Certo non è una scoperta di ieri, ma suscita sempre stupore e
incredulità quando si manifesta in maniera inequivocabile in campi di
esperienza comuni e getta un’ombra sulla nostra scala di valori e sulla
nostra presunta autonomia. Perché alla fine de gustibus est disputandum.
Eccome.
Sebbene si tratti di un giallo irrisolto, questo fatto che sia il
contesto a determinare il significato dei singoli componenti e in
definitiva che sia il noi a costituire l’io appare sconcertante,
angoscioso e incredibile in una cultura che ha fatto dell’individuo il
solo fondamento della società. Un individuo che è legittimato dal
proprio successo a sfruttare gli altri o condannato dal proprio
insuccesso allo sfruttamento come espiazione di una colpa. Naturalmente
dentro questa sorta di etica e questo orizzonte ciò che definisce il
gustoso dallo schifoso, il brillante da mediocre, il salubre dal
malsano, il bello dal brutto è la quantità di denaro che implica: lo
stesso panino è diverso se pagato due o venti euro, lo stessa persona ci
apparirà un genio in tv e un cretino dal vivo. E questo vale per
qualsiasi entità dell’universo consumistico.
Naturalmente ciò che nel campo della percezione appare come uno
“scandalo” rispetto al senso comune, tanto che alcuni pensano davvero
che il loro palato sia alieno da qualsiasi influenza che non venga dalle
papille gustative, agisce, in maniera meno evidente e più ambigua,
anche nel campo dei giudizi più complessi e razionali. Per fare un
esempio vicino all’Expo dal quale abbiamo preso le mosse, non è il
ragionamento, ma il contesto narrativo prevalente a decidere quali siano
le fattispecie che determinano la legittimità dell’esercizio della
violenza che si è avuta a contorno dell’inaugurazione. Così le stesse
persone che si sono lamentate del fatto che la polizia non abbia
ammazzato di botte i black bloc di Milano, rimangono scandalizzate dalle
manganellate di Bologna verso i contestatori di Renzi: ma se la
violenza è praticabile, quali sono i limiti in cui essa è legittimabile?
Per quanto possa sembrare strano non c’è un giudizio razionale, ma solo
uno pragmatico dato dall’orizzonte nel quale si agisce. La stessa cosa
potremmo dirla sul terrorismo che sembra essere un problema radicale
dell’oggi e che tuttavia è indefinibile se non alla luce di un pre –
giudizio tanto che le stesse persone o gruppi sono alternativamente
giudicate patrioti, liberatori, alleati oppure nemici e terroristi.

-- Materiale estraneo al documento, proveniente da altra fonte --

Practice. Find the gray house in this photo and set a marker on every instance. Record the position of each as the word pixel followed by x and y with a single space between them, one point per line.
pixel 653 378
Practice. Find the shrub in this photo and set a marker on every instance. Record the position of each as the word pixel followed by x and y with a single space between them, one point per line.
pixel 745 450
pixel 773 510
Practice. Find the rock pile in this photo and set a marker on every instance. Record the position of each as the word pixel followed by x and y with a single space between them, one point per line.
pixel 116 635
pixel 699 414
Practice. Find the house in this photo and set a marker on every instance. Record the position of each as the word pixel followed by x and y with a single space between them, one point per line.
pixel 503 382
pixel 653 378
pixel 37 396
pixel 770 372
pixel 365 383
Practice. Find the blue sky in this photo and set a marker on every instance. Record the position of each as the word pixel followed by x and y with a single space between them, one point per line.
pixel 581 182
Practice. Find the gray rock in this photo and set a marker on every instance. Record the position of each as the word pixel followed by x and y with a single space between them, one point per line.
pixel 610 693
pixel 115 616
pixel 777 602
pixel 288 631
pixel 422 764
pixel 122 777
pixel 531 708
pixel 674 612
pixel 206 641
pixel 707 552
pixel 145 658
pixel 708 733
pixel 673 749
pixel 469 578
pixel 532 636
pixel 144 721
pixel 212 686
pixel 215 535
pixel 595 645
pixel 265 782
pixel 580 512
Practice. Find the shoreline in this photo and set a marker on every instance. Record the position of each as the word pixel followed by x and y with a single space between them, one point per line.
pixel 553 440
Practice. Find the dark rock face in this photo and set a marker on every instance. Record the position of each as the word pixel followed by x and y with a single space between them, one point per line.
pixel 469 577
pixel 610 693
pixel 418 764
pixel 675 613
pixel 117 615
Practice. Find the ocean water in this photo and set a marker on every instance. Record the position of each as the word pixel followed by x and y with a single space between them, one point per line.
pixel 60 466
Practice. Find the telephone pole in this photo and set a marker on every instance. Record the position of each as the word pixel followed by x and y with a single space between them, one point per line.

E
naturalmente si potrebbe continuare quasi all’infinito con aporie,
pirandellismi, questioni indecidibili.
Viviamo in un tempo in cui l’individualità è mitizzata purché sia
conformista e in effetti il nostro io è costituito più che da un noi di
cui si è persa traccia, da un loro. Viviamo in un tempo in cui i
rapporti sociali, le relazioni di lavoro, le disuguaglianze, le
ingiustizie non possono essere messe in discussione, ma si ha in
compenso la libertà di non essere come si vuole.